Explainability Flashcards
What are our intentions when analyzing the interpretability of the mode?
“Interpretability is the degree to which a
human can understand the cause of a
decision” (Miller, 2017)
“Interpretability is the degree to which a
human can consistently predict the model’s
result” (Been et al., 2016)
• We want to know why the model took a
decision
– Explainability/interpretability of the model
– Explanation of a single prediction
What are the occasions in which interpretability is critical?
Model interpretability becomes critical when:
(i) problem have large impact on human lives and/or health
(ii) models are not extensively validated in real-world settings
(iii) key criteria are hard to quantify and
we need to rely on human understanding
What are the types of models and how can we apply interpretability methods to them?
• Black-box models are the ones that
cannot be understood by looking at their
parameters.
– Explainability is achieved by applying
methods after training (post hoc)
• White-box models are the ones
considered interpretable due to their
simple structures.
– Explainability is achieved by restricting
the complexity of the model (intrinsic)
What are some results and goals we aim for when working on the explainability of a model
• Algorithm transparency
• Holistic model interpretability
• Global model interpretability on modular level
• Local interpretability for a single prediction
• Local interpretability for a group of predictions
• Results of the interpretation method
– Feature summary statistic
– Feature summary visualization
– Model internals
– Data point
– Intrinsically interpretable model
What are the parameters interpretations for linear regression?
• Interpretation of 𝛽i :
– If 𝑥i is numerical or ordinal, the 𝛽i represents how much the output changes for each unit of the feature’s increase
– If 𝑥i is binary and reference value is encoded as 0, 𝛽i represents how much the output changes when the feature does not have reference value
What is the interpretation for the logistic regression
• Interpretation is not very different from linear regression, in fact:
• When 𝑥j is increased of one unity the odds ration will change as follows:
– a negative weight means reducing the odds ratio
– a positive weight means increasing the odds ratio
– a null weight means the odds ratio is not changing
What are some model agnostic analysis we could do for explainability?

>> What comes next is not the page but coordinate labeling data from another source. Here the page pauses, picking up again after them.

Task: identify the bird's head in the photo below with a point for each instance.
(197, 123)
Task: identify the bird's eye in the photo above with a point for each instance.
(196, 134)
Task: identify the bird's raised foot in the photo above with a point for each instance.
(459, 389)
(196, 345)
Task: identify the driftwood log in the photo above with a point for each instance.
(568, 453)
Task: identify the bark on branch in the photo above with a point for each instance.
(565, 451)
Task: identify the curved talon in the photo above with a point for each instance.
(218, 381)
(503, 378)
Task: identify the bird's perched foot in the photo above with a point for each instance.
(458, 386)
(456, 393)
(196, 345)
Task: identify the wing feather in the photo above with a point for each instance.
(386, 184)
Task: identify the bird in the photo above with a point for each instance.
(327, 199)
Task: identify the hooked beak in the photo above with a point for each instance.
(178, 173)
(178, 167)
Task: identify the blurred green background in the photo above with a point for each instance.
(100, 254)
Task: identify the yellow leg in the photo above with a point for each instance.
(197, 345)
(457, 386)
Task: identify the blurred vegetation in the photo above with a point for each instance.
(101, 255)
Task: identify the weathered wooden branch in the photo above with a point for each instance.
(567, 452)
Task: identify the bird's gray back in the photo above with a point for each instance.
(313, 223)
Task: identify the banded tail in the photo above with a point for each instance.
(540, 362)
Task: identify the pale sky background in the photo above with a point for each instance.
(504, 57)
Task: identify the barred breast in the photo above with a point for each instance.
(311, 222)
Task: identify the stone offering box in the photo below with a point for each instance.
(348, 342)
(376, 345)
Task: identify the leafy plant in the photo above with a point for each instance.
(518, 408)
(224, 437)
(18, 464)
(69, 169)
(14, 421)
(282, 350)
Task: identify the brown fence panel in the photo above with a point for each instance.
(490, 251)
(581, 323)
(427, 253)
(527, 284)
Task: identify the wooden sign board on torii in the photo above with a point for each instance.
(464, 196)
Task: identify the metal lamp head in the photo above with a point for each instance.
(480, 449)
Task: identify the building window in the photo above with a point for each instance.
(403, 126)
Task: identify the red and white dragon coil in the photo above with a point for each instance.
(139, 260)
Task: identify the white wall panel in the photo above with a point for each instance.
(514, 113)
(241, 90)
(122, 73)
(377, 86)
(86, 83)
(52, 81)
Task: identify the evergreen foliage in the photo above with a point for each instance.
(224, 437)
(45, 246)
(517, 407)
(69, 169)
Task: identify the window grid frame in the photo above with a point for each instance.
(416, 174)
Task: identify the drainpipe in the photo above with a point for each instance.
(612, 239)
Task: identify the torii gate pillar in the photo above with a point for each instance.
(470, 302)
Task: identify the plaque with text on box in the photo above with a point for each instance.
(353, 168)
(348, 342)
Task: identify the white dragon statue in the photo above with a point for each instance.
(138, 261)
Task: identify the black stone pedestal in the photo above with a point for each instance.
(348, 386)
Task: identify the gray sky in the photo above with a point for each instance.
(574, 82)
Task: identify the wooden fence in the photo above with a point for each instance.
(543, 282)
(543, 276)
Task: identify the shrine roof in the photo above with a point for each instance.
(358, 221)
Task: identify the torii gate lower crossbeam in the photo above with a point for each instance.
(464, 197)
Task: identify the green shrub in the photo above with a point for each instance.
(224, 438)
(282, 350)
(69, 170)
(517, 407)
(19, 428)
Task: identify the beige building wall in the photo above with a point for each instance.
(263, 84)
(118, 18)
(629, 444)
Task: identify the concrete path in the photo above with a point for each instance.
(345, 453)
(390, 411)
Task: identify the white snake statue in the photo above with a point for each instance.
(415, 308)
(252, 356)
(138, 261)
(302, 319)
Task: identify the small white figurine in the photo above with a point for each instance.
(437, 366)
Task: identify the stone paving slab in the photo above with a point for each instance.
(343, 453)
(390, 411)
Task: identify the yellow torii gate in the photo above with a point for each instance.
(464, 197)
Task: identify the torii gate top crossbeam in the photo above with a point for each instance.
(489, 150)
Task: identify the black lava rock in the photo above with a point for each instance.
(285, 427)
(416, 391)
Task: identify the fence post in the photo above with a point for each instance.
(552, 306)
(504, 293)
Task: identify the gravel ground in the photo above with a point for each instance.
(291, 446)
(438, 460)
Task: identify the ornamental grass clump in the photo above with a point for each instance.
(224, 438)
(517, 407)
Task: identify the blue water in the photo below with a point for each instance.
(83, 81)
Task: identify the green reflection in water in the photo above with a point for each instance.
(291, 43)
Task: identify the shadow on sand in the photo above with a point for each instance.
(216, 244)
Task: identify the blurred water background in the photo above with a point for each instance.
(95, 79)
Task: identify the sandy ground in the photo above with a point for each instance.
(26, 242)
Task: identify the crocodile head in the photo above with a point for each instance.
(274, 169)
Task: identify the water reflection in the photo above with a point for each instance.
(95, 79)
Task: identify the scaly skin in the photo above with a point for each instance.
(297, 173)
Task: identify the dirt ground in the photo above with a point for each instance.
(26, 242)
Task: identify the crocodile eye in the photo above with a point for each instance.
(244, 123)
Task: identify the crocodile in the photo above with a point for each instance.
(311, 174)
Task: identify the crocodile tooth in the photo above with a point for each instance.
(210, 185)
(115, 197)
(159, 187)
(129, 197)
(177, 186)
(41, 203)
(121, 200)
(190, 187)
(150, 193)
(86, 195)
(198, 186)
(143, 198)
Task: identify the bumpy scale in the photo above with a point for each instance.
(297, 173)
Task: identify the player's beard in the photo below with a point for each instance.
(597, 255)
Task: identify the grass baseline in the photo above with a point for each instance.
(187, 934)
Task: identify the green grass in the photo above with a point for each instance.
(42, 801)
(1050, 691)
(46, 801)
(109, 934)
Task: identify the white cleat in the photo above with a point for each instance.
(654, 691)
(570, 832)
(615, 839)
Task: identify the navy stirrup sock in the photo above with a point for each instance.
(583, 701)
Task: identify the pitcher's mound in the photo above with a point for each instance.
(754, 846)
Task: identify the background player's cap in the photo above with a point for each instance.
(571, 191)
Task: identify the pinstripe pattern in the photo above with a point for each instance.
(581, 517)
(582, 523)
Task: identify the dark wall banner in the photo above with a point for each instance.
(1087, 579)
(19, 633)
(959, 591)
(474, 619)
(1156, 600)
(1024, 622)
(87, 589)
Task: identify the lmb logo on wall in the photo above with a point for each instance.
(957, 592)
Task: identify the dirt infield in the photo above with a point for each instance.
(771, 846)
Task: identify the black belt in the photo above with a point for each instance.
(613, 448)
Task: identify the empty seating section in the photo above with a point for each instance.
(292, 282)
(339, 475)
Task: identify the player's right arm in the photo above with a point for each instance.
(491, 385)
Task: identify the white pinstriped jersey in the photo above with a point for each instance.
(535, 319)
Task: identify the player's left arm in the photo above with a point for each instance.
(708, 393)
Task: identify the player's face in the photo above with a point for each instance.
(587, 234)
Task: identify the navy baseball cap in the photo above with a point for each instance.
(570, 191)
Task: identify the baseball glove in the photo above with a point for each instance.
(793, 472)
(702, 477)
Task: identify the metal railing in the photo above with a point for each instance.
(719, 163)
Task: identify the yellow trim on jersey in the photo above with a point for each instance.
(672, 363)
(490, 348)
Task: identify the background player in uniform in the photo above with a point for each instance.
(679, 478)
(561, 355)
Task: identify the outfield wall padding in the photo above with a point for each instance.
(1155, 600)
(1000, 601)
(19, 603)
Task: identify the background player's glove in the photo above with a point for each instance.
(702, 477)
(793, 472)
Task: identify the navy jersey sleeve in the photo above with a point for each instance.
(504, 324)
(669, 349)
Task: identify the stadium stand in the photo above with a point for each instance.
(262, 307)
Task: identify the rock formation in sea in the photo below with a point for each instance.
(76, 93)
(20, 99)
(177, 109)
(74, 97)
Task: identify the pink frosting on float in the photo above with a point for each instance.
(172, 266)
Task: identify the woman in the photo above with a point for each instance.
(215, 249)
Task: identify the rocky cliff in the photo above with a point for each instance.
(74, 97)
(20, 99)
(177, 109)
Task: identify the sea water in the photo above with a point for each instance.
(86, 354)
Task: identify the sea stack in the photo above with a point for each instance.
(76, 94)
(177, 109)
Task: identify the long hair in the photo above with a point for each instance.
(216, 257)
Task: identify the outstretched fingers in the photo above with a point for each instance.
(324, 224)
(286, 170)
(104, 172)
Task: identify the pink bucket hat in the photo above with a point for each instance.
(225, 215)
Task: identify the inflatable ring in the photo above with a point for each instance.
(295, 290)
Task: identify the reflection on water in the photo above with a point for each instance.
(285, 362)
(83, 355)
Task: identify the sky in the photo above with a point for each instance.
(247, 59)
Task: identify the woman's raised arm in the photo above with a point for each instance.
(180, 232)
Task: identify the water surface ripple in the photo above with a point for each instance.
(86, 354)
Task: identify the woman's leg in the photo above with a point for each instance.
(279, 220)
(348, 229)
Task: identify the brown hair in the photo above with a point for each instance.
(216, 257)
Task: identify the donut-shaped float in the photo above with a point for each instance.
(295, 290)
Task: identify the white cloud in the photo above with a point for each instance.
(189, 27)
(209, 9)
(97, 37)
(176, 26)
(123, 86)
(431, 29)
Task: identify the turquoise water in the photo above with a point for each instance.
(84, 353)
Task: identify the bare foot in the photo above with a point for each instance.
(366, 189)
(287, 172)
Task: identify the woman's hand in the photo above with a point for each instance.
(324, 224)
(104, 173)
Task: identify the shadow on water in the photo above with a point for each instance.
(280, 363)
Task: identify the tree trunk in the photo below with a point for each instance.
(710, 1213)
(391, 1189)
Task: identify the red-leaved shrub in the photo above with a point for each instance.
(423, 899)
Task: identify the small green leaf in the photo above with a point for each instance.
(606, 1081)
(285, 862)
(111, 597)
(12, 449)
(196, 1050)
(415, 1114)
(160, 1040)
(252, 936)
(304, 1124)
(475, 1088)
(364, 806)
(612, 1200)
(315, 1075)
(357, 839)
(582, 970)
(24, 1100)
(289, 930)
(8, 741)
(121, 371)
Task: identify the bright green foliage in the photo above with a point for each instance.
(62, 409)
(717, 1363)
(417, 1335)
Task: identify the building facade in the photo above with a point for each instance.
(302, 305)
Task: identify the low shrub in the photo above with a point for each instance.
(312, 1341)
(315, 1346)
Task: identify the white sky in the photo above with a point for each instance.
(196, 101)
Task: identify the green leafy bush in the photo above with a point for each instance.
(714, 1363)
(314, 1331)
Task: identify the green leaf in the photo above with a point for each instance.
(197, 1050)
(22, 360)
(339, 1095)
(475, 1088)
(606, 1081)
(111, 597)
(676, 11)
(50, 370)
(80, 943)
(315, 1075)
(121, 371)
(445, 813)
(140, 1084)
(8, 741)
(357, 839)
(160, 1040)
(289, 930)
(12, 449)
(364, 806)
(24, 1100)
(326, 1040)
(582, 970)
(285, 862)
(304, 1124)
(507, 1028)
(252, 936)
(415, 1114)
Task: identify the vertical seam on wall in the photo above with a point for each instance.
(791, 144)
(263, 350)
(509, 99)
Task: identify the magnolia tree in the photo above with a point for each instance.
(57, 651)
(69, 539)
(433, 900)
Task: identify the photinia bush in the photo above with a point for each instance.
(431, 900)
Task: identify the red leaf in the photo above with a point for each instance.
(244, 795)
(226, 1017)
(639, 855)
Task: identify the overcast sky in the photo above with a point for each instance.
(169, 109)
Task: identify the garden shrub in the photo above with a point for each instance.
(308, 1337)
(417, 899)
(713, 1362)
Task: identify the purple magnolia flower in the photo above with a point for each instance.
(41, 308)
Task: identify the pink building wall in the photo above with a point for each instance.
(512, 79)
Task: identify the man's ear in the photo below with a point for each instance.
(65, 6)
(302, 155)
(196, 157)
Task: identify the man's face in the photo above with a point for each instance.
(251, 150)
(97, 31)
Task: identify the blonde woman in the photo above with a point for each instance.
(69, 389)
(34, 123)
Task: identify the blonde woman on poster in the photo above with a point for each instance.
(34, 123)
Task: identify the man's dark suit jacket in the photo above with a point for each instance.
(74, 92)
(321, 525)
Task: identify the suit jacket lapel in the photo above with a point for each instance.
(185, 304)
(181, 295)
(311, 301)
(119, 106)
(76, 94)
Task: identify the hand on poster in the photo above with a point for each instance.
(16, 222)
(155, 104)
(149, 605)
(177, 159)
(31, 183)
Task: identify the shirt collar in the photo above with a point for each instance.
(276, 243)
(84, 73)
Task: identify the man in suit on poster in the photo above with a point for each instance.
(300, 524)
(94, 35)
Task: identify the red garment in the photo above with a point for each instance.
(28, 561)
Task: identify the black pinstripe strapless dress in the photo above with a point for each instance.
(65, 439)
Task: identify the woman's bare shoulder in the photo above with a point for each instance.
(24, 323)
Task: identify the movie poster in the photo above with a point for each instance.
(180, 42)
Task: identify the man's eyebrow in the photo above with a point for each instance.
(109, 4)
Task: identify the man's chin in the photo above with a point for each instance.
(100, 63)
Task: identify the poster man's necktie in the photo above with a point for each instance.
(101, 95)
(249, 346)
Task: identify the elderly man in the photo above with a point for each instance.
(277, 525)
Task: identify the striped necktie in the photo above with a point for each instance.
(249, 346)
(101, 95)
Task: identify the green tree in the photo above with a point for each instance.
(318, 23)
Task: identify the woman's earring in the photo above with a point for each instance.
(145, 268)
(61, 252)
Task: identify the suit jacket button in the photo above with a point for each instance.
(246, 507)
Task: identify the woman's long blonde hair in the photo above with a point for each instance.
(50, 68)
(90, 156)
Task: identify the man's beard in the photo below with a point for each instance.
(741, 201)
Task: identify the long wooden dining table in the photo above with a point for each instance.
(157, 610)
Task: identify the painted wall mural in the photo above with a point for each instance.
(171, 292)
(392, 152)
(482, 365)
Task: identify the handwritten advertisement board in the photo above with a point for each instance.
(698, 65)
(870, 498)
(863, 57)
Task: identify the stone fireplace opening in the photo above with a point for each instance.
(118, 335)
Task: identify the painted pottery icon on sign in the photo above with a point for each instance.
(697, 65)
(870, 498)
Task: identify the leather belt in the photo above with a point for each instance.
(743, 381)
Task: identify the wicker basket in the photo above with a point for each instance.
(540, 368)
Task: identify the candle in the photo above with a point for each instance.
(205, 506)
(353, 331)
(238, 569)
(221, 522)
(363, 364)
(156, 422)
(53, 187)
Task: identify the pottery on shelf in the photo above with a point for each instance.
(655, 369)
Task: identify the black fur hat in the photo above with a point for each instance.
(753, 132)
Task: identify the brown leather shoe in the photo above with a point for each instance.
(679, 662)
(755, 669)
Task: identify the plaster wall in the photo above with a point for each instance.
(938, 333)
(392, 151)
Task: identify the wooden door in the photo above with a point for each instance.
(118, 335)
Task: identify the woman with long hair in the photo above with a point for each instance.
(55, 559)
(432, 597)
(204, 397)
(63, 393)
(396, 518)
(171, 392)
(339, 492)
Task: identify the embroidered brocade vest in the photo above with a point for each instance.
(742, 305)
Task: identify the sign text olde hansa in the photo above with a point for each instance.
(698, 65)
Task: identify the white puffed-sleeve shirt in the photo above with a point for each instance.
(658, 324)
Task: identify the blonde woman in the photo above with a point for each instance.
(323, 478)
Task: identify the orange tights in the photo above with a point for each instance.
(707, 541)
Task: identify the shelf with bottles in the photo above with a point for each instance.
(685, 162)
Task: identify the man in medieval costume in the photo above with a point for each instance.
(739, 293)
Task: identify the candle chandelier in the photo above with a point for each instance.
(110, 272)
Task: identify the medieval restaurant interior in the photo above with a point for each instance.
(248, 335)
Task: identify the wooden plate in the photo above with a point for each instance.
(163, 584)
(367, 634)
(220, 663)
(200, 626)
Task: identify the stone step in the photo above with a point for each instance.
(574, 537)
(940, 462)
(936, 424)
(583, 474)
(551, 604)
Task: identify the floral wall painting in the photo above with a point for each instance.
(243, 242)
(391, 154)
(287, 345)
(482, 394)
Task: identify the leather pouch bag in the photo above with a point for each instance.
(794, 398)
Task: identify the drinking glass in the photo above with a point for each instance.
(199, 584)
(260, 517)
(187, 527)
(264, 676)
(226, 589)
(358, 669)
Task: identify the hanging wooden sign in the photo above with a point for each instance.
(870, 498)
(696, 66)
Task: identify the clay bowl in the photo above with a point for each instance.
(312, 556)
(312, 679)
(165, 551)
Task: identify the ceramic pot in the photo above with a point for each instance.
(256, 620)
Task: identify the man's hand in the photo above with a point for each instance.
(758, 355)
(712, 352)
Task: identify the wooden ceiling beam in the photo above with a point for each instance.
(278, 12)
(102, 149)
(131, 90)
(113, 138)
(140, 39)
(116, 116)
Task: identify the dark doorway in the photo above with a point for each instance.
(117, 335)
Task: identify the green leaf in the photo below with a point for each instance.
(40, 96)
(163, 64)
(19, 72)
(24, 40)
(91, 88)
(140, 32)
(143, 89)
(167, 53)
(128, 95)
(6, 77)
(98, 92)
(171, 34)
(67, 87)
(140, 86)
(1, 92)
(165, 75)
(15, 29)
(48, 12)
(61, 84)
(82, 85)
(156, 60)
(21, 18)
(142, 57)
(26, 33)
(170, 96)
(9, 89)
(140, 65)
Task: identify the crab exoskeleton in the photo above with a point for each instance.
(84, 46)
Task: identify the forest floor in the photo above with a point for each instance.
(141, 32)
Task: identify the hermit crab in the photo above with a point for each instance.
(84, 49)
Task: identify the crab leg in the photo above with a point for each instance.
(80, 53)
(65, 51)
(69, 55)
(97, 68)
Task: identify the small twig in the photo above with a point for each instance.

• Global model-agnostic methods
– Permutation Feature Importance
– Partial Dependence Plot
• Local model-agnostic methods
What is the permutation feature importance? How could we calculate it? What are its pros and cons
• Evaluates how important a single feature j is in a trained model as follows:
1. Train a model on a dataset
2. Shuffle the values of a single features in the dataset (i.e., column permutation)
3. Apply and evaluate the model both on original and on shuffled data.
4. Compute the feature importance of the feature as performance loss of the model on the shuffled dataset compared to the original dataset
• Pros
– Global insight
– Problem-independent
– Considers interactions with other features
– Does not require model retraining
• Cons
– Linked only to model performance and requires labeled data
– Is computed with possibly unrealistic data distribution
– Correlated features share importance
What is the partial dependence block? What is it used for?
• While feature importance shows what variables most affect predictions, partial dependence plots show how a feature affects predictions.
• It works as follows:
1. Train a model on data.
2. Run the model on each sample by changing only the value of target feature (choosing it from a set of values in the feature range)
3. Compute and plot the model output for each value of the feature.
• PDP can be computed also for two target features at once
• The variability of the PDP values (i.e., standard deviation or range) can be used as a measure for
feature importance
What is the individual conditional expectation? How does it relate to PCP?
• A major issue with PDP is that it only
reflects the average behavior of the model
• ICE consists of multiple PDP plots, one for each sample in the dataset.
– the values of all the features except
the target one are fixed for each
sample
– the prediction values are plotted
against the values of the target feature
• ICE can be plot together with PDP to
highlights average behavior
• An anchored version of ICE can be plot
using as a baseline the prediction on the
left extreme of the feature range